Before turning to four wheels, Leonard was one of the most successful riders in American Motorcyclist Association (AMA) competition, winning 27 national events, including the Daytona 200 on two occasions when it was still conducted over the old “beach course.”

For the first several decades of its existence, AMA would declare a variety of different champions each year, typically based on the outcome of certain one-day events in different classifications. The coveted “Number 1” plate was assigned for the following season to whomever won the prestigious classic over the 1-mile dirt track at the Illinois State Fairgrounds in Springfield.

For the first time in 1954, a series of widely diversified events awarded points toward a seasonal Grand National Championship. Not only was Leonard the inaugural titlist under those circumstances, he also won it again in 1956 and 1957,in addition to placing second in three other years through 1961.

Runner-up in points to Leonard that first year was his Harley-Davidson factory teammate, Paul Goldsmith. A mentor of sorts who helped Leonard numerous times throughout his career, Goldsmith remained a very close friend, talking with Leonard by phone just days before his passing. Goldsmith lobbied for Leonard to drive a Nichels Engineering Dodge on the USAC Stock Car circuit in 1964, with Leonard ending up fifth in points and winning the 100-miler on the dirt track at Du Quoin, Ill.

Leonard once revealed that driving in the Indianapolis 500 had been an ambition of his since boyhood, as many of his heroes were 500 drivers who took part in the West Coast Midget Car races he watched from the grandstands in San Diego as a teenager. “I never started out to race bikes,” Leonard once said, “but I couldn’t seem to get into Midgets and since I didn’t have much money, it ended up that bikes were how I got started and how I got to Indianapolis.”

Despite finishing third in the “500” on two occasions, the overall results fail to illustrate how much of a contender Leonard was for victory year after year.
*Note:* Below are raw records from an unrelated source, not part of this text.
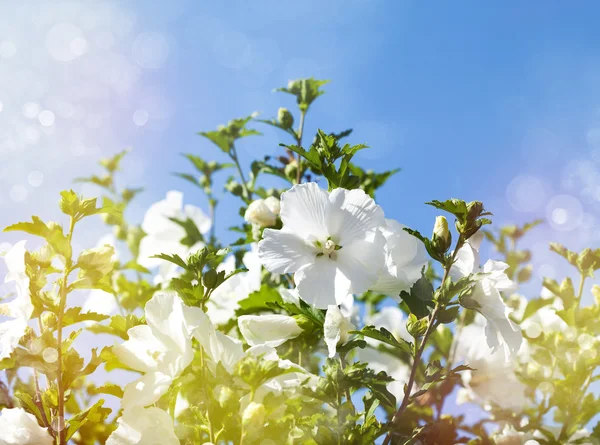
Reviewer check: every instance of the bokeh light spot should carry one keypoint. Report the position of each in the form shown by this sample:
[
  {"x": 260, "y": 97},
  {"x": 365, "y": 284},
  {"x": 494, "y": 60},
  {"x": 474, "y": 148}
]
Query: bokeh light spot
[
  {"x": 35, "y": 178},
  {"x": 150, "y": 50},
  {"x": 533, "y": 330},
  {"x": 525, "y": 193},
  {"x": 564, "y": 212},
  {"x": 18, "y": 193},
  {"x": 65, "y": 42},
  {"x": 50, "y": 355},
  {"x": 140, "y": 117},
  {"x": 31, "y": 110},
  {"x": 46, "y": 118}
]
In 1968, for instance, the year after his third-place finish as a teammate to race-winner A.J. Foyt Jr., Leonard was recruited to assist the Granatelli STP team, which had just suffered through a devastating series of major driver injuries and setbacks.
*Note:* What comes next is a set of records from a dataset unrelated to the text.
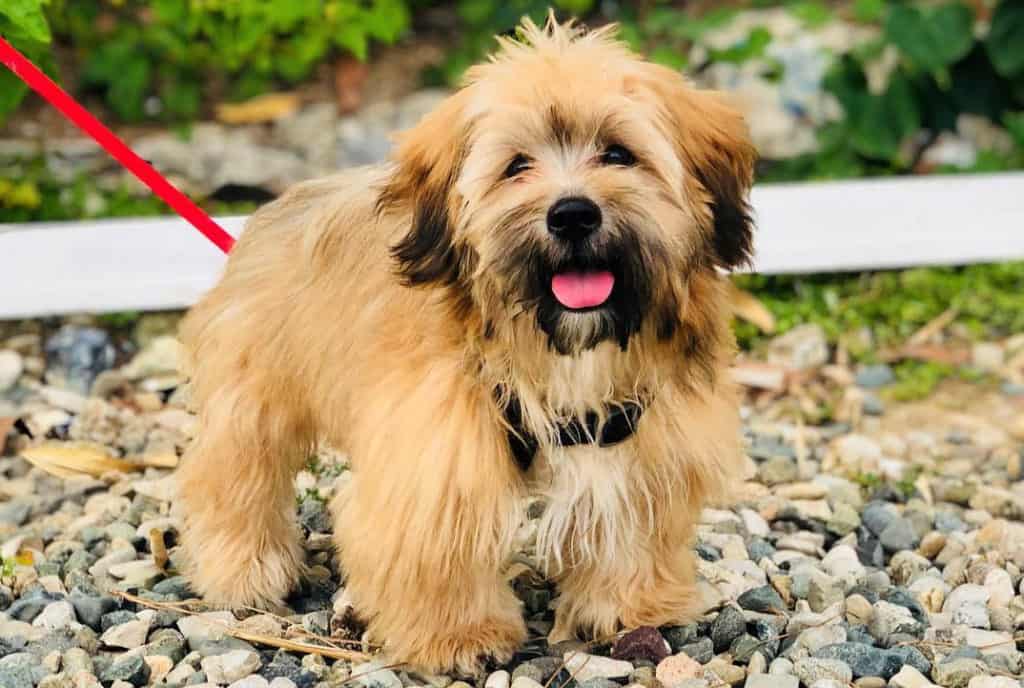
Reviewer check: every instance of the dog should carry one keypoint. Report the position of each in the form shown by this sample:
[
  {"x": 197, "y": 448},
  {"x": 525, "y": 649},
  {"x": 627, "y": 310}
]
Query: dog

Assigned to a rear-engine Pratt & Whitney gas turbine-powered four-wheel-drive Lotus “wedge car,” Leonard and one of his teammates, British Formula One World Driving Champion Graham Hill, quickly stabilized the still-reeling team by qualifying one-two. 

Although he led only 31 laps of the 1968 race, Leonard appeared headed for victory and was in front when a late-race caution was about to end on Lap 192. Out came the green and Leonard promptly slowed, heading for the Turn 1 infield grass, a failed fuel pump shaft forcing him out within sight of victory. 

In 1969, Leonard ran second for many laps in a Smokey Yunick-entered, turbocharged Ford-powered Eagle until turbocharger problems resulted in a couple of lengthy pit stops. He managed to salvage sixth at the finish but was still several laps behind when he could well have been strongly challenging Mario Andretti for the win.

In 1970, Leonard ran second again for several laps, this time behind teammate Al Unser in one of the Vel’s Parnelli Jones Johnny Lightning Specials. A faulty ignition eliminated Leonard after 73 laps; days later, he trounced the entire field at Milwaukee.

In 1971, as Unser’s teammate but now sporting yellow Samsonite livery instead of Johnny Lightning blue, Leonard waged a great back-and-forth battle over several laps with Unser, including as late as Lap 117, shortly before turbocharger problems sent him to the sidelines. 

There was certainly consolation from a third-place Indianapolis 500 finish the following year behind Mark Donohue and Unser. But because Leonard led a less-flamboyant existence than some of his peers, his name tends to be overlooked when fans and historians discuss the most deserving 500 drivers who never won “The Greatest Spectacle in Racing.”